To get a taste of just how serious—or in some cases humorous—speech recognition errors can be, look no further than the Association for Healthcare Documentation Integrity's (AHDI) "SR Errors—Funny or Fatal?" Facebook page. For example, the technology tool generated the following report: "X-rays of his foot were unremarkable, although they were read as having a fifth metatarsal head fracture. This was not seen on his previous CT and it is likely an ovary."

In another case, a report read: "The patient is a Seventh-day Adventist and finds it helpful to believe in cheeses."

Although many examples are amusing, some drive home the seriousness of dictation errors. In one case, the physician's instructions for a patient who was being transferred to the hospital were, "The patient has a severe allergy to penicillin and morphine and also has allergy to latex. Please use caution." The report generated by the speech recognition tool read: "The patient has to be started on urgently penicillin and give her some of the morphine. Also has elevated enzymes. Please use Anaprox."
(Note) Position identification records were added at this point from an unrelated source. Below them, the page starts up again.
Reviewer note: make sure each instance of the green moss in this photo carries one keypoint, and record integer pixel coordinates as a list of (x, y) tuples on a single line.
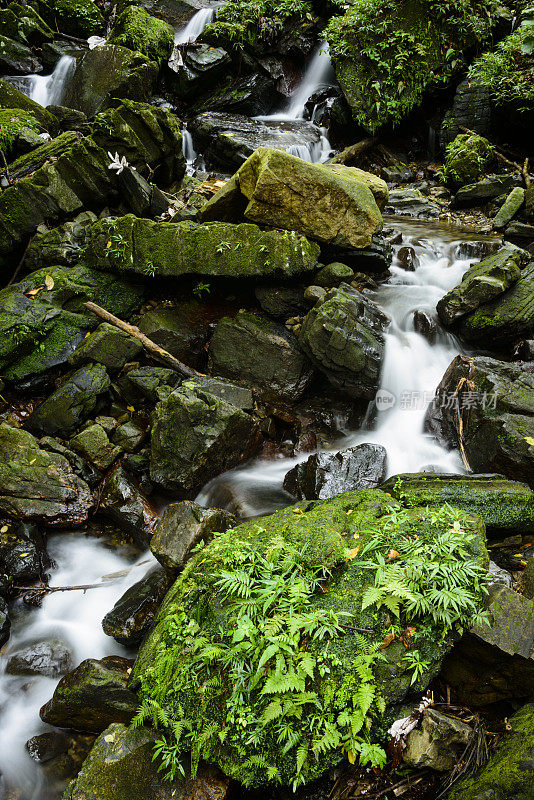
[(139, 31), (466, 158)]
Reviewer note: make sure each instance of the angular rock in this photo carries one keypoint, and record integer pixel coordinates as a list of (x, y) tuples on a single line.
[(72, 403), (344, 338), (262, 354), (133, 615), (39, 486), (508, 317), (92, 696), (107, 345), (496, 401), (505, 506), (326, 474), (509, 773), (108, 73), (120, 767), (196, 436), (172, 249), (481, 283), (121, 501), (438, 743), (50, 658), (183, 526)]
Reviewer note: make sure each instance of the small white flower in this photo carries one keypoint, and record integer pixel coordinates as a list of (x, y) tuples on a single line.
[(117, 163)]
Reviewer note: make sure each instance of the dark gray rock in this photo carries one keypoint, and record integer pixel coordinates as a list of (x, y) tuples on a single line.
[(182, 526), (326, 474)]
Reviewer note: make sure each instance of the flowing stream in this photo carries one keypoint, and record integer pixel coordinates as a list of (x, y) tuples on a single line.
[(412, 368), (75, 619)]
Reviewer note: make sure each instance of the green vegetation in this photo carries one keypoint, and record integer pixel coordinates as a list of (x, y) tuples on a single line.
[(387, 53), (466, 158), (509, 69), (267, 656)]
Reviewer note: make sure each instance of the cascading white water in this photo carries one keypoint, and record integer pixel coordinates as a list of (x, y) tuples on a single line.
[(50, 90), (75, 619), (412, 368)]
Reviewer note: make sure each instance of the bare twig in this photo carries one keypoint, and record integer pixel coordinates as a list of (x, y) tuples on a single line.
[(148, 344)]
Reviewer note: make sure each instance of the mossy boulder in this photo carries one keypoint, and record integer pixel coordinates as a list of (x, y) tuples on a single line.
[(37, 485), (329, 204), (196, 436), (171, 249), (482, 282), (136, 29), (41, 325), (107, 73), (466, 158), (334, 534), (260, 353), (81, 18), (510, 770), (505, 506), (120, 767), (344, 337)]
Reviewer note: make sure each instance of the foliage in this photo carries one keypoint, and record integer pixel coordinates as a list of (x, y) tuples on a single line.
[(242, 21), (261, 668), (509, 69), (393, 51), (466, 158)]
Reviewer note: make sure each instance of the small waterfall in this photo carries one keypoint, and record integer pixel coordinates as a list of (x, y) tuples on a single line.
[(49, 90)]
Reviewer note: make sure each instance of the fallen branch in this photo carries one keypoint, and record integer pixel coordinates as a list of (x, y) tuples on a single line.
[(148, 344), (352, 152)]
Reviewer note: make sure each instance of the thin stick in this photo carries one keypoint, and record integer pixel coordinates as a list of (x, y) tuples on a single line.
[(148, 344)]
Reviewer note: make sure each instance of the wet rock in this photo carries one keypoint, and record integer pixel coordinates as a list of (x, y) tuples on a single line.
[(37, 485), (281, 302), (120, 766), (107, 345), (344, 338), (72, 403), (93, 444), (196, 436), (5, 623), (482, 283), (121, 501), (326, 474), (133, 615), (61, 245), (509, 773), (171, 249), (107, 73), (333, 275), (438, 743), (51, 658), (509, 208), (506, 506), (261, 354), (498, 415), (495, 661), (92, 696), (182, 526)]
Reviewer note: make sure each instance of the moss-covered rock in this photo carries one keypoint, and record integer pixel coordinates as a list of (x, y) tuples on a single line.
[(466, 158), (39, 486), (482, 282), (196, 436), (107, 73), (333, 534), (170, 249), (136, 29), (76, 17)]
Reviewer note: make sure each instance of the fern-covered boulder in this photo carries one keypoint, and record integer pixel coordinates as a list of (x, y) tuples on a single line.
[(285, 640)]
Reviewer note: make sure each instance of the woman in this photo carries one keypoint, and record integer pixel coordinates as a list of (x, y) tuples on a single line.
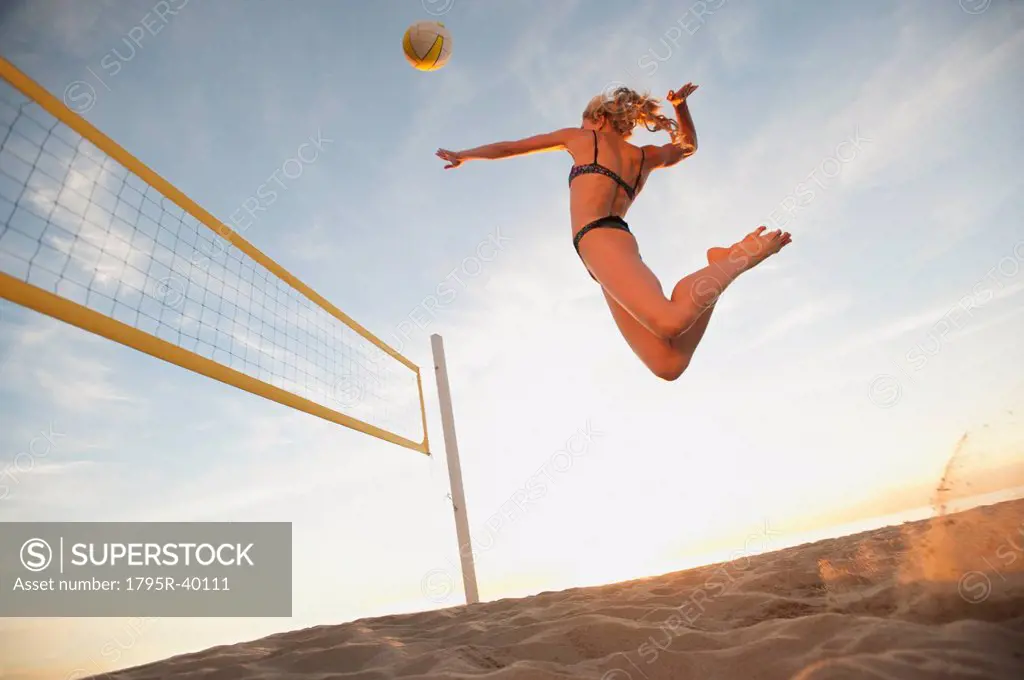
[(608, 173)]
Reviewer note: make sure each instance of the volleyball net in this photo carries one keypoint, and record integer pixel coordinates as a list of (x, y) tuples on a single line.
[(93, 238)]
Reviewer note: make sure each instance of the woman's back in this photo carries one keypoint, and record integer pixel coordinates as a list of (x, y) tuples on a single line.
[(607, 173)]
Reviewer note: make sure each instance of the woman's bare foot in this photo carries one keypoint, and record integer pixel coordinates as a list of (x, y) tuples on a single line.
[(754, 249)]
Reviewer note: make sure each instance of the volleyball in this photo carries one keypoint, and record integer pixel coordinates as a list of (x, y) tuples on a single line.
[(427, 45)]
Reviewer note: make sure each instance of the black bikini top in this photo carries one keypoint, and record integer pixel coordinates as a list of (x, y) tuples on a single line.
[(595, 168)]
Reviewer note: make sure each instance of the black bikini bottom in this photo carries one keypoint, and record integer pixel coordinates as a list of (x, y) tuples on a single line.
[(609, 222)]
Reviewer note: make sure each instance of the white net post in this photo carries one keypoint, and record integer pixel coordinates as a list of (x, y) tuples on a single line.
[(455, 472)]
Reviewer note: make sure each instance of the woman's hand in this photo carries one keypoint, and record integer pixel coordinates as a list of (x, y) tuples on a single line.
[(454, 159), (679, 96)]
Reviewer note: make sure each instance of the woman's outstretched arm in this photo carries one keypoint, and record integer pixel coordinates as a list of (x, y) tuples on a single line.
[(549, 141), (685, 142)]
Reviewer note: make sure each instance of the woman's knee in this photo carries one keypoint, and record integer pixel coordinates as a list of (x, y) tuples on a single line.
[(671, 370), (673, 322)]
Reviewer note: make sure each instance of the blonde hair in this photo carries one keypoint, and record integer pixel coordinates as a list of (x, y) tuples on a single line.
[(625, 109)]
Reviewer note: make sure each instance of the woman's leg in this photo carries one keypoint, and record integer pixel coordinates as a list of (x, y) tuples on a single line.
[(665, 333)]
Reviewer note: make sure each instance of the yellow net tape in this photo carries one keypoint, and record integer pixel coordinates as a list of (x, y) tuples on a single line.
[(91, 237)]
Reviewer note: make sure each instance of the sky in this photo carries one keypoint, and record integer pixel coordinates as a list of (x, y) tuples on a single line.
[(834, 385)]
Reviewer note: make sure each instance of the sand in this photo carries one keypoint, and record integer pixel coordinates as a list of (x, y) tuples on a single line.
[(941, 598)]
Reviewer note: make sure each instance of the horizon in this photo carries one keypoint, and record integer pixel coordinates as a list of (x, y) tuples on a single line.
[(870, 363)]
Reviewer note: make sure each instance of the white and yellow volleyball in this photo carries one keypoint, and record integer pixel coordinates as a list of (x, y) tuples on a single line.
[(427, 45)]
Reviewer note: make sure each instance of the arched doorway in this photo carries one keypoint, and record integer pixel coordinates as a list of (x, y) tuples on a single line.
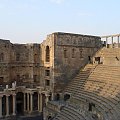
[(19, 103), (47, 54), (66, 97), (57, 97), (35, 101)]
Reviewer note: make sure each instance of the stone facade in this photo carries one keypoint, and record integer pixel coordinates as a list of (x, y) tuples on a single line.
[(37, 72)]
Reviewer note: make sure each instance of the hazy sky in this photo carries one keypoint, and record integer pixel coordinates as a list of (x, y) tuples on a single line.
[(26, 21)]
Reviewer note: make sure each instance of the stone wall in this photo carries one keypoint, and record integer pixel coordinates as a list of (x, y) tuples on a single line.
[(72, 52), (51, 64)]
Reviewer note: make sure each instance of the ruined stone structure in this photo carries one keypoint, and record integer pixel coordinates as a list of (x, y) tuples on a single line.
[(58, 76), (94, 93), (33, 74)]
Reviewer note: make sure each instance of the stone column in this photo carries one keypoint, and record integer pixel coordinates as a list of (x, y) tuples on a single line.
[(0, 106), (38, 101), (118, 41), (7, 105), (106, 42), (31, 102), (28, 102), (112, 41), (47, 98), (14, 105), (24, 102)]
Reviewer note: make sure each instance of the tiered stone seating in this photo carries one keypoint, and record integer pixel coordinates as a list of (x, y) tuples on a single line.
[(97, 84), (69, 113)]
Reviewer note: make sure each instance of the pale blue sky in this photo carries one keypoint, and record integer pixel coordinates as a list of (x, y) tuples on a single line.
[(27, 21)]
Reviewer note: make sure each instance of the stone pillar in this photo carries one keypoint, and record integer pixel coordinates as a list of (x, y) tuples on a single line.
[(24, 102), (28, 101), (14, 103), (7, 105), (112, 41), (47, 98), (38, 101), (0, 106), (106, 42), (31, 102), (118, 41)]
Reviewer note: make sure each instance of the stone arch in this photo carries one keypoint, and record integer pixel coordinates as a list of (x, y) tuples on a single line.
[(2, 57), (49, 117), (47, 57), (19, 103), (35, 101), (66, 97), (10, 104), (57, 97), (4, 105)]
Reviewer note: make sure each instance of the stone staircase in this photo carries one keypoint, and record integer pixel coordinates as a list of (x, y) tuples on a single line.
[(98, 84)]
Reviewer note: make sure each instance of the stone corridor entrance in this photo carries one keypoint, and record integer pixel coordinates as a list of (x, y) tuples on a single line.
[(19, 103)]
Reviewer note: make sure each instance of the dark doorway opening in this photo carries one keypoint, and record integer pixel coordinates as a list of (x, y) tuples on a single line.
[(89, 59), (20, 103), (66, 97), (10, 104), (57, 97), (4, 105), (35, 101), (91, 105), (97, 59), (49, 118)]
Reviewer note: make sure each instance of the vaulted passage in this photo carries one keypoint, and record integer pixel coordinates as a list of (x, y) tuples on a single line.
[(19, 103)]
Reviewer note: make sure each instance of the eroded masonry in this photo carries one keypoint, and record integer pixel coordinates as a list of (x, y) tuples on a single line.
[(60, 77)]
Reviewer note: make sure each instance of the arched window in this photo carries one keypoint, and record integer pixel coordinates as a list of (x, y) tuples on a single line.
[(73, 53), (65, 53), (47, 54), (1, 57), (81, 52), (17, 57)]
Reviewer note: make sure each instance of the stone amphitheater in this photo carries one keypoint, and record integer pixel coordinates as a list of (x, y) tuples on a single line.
[(66, 77)]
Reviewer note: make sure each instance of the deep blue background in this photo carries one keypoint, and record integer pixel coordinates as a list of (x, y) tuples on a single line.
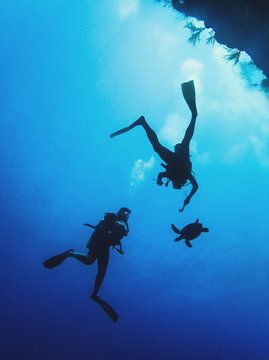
[(71, 73)]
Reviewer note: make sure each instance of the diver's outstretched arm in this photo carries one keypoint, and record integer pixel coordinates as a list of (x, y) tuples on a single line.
[(127, 128), (102, 266), (164, 153), (188, 91), (193, 191)]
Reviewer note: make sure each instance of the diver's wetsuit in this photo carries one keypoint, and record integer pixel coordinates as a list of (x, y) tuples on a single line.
[(107, 233)]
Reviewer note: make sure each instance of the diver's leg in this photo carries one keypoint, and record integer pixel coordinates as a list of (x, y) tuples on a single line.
[(102, 261), (85, 259), (190, 131)]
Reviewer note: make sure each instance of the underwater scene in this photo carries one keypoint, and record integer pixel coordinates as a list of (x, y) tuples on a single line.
[(134, 186)]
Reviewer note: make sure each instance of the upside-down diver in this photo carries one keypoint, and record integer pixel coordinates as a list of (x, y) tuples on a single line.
[(178, 167)]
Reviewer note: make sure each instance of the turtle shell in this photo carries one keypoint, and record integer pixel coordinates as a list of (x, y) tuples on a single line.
[(191, 231)]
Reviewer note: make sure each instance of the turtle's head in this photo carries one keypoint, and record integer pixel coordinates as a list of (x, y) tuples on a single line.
[(123, 213), (177, 147), (177, 184)]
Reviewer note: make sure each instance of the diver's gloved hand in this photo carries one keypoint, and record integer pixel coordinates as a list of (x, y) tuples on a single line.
[(159, 182), (186, 202)]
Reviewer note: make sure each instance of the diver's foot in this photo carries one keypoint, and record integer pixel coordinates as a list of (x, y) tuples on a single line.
[(192, 106), (94, 296), (140, 121), (68, 252)]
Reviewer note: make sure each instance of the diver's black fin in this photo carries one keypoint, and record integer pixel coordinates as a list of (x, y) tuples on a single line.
[(188, 91), (56, 260), (106, 307), (188, 243), (175, 229)]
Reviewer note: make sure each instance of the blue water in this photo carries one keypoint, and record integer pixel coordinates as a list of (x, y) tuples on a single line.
[(71, 73)]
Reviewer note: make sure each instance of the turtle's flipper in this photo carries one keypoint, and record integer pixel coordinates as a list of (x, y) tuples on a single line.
[(188, 243), (175, 229)]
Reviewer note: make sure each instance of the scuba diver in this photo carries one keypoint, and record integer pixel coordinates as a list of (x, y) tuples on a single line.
[(178, 167), (108, 232)]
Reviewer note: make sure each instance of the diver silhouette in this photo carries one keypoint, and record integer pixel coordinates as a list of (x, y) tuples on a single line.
[(108, 232), (178, 167)]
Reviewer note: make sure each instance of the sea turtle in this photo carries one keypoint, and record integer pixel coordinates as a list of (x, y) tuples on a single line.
[(189, 232)]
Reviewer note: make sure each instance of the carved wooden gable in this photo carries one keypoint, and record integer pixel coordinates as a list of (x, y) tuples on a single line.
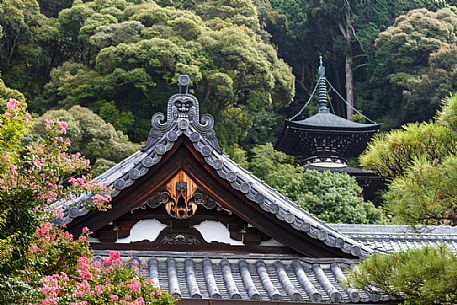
[(181, 193)]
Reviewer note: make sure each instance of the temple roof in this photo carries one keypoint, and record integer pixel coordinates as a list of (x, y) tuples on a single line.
[(392, 238), (163, 136), (331, 122), (242, 277)]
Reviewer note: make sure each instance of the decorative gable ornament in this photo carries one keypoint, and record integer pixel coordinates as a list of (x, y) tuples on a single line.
[(182, 117), (191, 215)]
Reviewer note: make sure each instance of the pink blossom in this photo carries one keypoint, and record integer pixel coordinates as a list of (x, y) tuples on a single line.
[(12, 104)]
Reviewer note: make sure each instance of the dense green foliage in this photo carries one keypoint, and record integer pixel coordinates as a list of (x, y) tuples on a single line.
[(420, 162), (41, 263), (391, 154), (364, 38), (418, 57), (427, 194), (421, 276), (91, 136), (122, 58), (332, 197)]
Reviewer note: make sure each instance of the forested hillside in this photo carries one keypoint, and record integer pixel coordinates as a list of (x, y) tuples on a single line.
[(394, 60)]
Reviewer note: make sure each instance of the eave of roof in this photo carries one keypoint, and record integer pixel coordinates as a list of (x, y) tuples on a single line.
[(330, 122), (162, 139), (254, 277)]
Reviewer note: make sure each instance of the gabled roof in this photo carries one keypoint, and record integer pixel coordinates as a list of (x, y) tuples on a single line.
[(329, 121), (183, 121)]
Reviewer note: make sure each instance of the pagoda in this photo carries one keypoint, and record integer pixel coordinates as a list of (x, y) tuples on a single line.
[(325, 141), (207, 231)]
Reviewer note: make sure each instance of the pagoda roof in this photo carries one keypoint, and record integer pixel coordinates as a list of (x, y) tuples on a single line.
[(200, 136), (241, 277), (330, 122)]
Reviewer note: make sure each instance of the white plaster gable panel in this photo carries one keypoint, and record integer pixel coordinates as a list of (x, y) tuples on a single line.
[(148, 229), (215, 231)]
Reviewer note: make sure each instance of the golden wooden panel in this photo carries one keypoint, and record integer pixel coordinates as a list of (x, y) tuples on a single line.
[(181, 204)]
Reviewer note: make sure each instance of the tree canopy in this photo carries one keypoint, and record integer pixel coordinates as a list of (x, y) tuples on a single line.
[(427, 275), (332, 197)]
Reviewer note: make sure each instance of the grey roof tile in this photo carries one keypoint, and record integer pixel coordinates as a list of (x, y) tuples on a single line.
[(163, 136), (391, 238), (287, 278)]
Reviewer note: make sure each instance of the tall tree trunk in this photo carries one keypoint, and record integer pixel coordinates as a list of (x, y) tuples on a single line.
[(349, 84), (346, 31)]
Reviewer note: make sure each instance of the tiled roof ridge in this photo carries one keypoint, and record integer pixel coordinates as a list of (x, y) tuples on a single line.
[(382, 230), (263, 277), (183, 119)]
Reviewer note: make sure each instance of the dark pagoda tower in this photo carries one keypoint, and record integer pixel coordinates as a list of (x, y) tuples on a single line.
[(325, 142)]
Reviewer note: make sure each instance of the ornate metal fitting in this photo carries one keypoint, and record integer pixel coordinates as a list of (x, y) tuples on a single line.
[(180, 202), (183, 115)]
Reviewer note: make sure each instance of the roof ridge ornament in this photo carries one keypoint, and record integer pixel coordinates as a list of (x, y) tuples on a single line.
[(183, 116), (322, 88)]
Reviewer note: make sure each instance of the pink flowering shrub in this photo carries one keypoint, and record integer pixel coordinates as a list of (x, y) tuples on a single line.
[(101, 282), (41, 263)]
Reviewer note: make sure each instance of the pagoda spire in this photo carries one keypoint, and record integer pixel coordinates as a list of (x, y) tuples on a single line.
[(322, 88)]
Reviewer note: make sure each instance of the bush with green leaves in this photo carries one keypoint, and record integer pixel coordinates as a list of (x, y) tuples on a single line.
[(332, 197), (421, 276), (427, 194), (91, 136), (420, 163), (391, 154)]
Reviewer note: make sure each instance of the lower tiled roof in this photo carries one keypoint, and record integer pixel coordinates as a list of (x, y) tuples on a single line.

To help combat dictation errors, the AHDI teamed up with AHIMA to create a free resource kit on instituting quality assurance (QA) programs on clinician-created documentation, which includes examples that help identify critical vs noncritical errors.

The organizations also collaborated on a best practices white paper focused on the emerging profession of clinical documentation improvement (CDI) specialists, whose function differs from that of a health care documentation specialist. Susan Dooley, MHA, CMT, AHDI-F, current president of the AHDI National Leadership Board, says, "both functions are needed" in today's health care environment.

QA programs are related to documentation integrity, which is separate from CDI efforts. A QA program for clinician-created documentation includes reviewing and editing with a focus on identifying critical errors that could compromise patient care and safety. In contrast, CDI professionals review documentation for "any clinical conditions or procedures to support the appropriate severity of illness, expected risk of mortality, and complexity of care," according to AHIMA.

In today's health care environment, the responsibilities of CDI and other documentation specialists are fluid. "AHDI expects further new roles to develop for people with health care documentation skills as technology changes and workflows evolve to accommodate those changes," Dooley says.